Carmakers like BYD and SAIC Motor aren’t holding out hope for a ceasefire in the price war raging in China’s oversaturated EV sector.
The U.S. carmaker Tesla first initiated China’s EV price cuts in late 2022, which in turn spurred its domestic competitors like BYD to follow suit with their own discounts. There’s been sporadic truces in the fighting, but EV makers in China still turn to price cuts when they want to increase market share.
Now, EV suppliers are getting caught in the cross fire.
Maxus, owned by state-owned SAIC Motor, is asking suppliers for a 10% discount, reports the China Securities Journal citing unnamed industry sources. A letter to suppliers, sent Monday, reportedly asks for help in reducing costs as SAIC predicts EV oversupply will persist into next year.

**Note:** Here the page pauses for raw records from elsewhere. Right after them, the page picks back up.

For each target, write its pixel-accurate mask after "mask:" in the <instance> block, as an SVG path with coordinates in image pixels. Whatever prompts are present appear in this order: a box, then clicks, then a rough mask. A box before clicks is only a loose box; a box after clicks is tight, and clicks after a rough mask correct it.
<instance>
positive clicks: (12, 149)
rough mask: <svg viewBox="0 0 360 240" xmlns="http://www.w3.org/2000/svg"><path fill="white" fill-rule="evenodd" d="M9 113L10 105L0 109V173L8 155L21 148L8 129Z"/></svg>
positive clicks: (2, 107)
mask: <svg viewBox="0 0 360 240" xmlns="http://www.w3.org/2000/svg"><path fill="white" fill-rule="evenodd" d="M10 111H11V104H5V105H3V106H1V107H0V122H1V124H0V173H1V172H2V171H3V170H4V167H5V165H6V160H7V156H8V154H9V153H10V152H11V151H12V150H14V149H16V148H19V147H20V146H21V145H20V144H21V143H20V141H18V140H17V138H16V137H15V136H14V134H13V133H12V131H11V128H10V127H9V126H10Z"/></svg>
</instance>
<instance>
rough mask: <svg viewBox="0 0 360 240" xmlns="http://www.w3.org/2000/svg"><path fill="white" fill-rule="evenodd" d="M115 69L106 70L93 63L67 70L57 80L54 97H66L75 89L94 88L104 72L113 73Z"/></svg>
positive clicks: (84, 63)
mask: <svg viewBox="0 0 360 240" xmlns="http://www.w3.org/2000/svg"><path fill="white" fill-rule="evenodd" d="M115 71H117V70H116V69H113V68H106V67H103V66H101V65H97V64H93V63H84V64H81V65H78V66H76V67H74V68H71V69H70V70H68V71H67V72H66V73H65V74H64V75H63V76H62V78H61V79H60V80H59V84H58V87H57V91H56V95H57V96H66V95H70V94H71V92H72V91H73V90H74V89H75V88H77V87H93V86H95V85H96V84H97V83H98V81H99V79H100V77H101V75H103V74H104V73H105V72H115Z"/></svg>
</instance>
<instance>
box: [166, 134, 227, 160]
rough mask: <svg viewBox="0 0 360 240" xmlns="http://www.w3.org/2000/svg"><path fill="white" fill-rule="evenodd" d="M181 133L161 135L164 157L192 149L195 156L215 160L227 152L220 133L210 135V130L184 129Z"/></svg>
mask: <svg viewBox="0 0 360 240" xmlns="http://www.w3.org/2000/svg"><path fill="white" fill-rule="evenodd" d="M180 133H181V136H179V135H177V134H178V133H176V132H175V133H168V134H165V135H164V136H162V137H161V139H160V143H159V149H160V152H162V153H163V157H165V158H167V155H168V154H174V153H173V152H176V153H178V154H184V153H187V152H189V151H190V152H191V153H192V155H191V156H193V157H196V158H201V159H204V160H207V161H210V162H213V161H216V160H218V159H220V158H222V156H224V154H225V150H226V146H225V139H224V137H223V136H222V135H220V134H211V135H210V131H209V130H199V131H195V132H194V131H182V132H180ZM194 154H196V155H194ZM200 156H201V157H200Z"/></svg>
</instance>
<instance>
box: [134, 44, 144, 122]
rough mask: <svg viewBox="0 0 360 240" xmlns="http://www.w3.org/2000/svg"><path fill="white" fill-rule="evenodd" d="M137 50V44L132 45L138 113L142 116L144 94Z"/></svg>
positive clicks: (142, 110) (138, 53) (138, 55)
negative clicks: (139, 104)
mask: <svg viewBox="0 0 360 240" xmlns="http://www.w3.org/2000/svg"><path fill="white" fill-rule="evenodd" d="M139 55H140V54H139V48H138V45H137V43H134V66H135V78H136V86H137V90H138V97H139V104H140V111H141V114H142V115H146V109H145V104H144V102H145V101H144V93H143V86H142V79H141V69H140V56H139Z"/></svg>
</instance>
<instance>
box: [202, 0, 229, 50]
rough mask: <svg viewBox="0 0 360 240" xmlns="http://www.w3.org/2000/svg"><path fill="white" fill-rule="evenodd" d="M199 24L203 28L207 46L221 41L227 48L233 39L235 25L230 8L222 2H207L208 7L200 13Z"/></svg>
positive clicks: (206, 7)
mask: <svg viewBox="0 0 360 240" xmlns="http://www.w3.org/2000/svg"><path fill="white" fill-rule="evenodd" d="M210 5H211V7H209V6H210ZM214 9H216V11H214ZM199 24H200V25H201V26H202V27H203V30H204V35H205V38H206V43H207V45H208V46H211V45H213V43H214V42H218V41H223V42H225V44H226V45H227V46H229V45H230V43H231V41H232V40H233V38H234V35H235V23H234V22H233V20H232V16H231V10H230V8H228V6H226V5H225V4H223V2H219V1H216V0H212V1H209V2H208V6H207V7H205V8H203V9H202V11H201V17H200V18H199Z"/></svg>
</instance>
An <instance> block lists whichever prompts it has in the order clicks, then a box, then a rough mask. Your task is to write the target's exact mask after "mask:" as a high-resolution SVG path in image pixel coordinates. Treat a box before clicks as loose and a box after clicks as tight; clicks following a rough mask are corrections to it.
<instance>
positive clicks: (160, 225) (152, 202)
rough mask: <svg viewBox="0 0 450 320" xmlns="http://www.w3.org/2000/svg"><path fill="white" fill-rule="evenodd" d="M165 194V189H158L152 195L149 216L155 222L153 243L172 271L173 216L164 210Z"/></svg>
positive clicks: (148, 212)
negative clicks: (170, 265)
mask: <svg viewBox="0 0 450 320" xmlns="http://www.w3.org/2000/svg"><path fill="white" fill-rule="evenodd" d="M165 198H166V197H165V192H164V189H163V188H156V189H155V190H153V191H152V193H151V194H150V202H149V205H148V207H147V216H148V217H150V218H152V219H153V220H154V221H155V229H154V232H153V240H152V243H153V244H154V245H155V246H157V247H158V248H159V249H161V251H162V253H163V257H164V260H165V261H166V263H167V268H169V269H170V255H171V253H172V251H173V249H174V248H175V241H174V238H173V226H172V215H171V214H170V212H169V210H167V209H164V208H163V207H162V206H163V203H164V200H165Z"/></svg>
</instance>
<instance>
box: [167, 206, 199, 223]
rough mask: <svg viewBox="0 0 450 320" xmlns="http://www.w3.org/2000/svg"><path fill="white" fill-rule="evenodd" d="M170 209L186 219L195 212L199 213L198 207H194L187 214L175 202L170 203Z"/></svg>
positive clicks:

SAIC Motor did not immediately respond to a request for comment.
It’s the second report of a Chinese automaker asking for a discount this week. BYD—the market leader in China’s EV sector—also asked suppliers for a 10% discount, according to an email from the carmaker’s executive vice president He Zhiqi that circulated on Chinese social media and was picked up by local media outlets. The email asked for price cuts to start Jan. 1.
Fortune was unable to independently verify the accuracy of the letter, but a BYD public relations executive posted on his Weibo account claiming that annual price negotiations are common, and that discounts were not mandatory.
China has encouraged the rapid development of the EV sector since the early 2010s, leading to a large number of new EV startups, as well as several traditional automakers transitioning to electric cars.
That’s helped create an extremely competitive market for EVs—and in turn encouraged price cuts as a way to gain market share. That’s eaten into margins, which is a problem for EV startups like Nio and XPeng that have yet to turn an annual profit. The reported pressure on suppliers to cut prices indicates that automakers don’t see the fierce competition letting up anytime soon.
Fierce competition at home is pushing Chinese automakers to go overseas in search of new markets, but new tariffs in the U.S., Canada, and Europe could be closing doors in some of the world’s wealthiest economies.
Instead, Chinese automakers are targeting “smaller but still meaningful” markets for growth, like Thailand, Mexico, and Brazil, which sometimes have a less fractious geopolitical relationship with Beijing.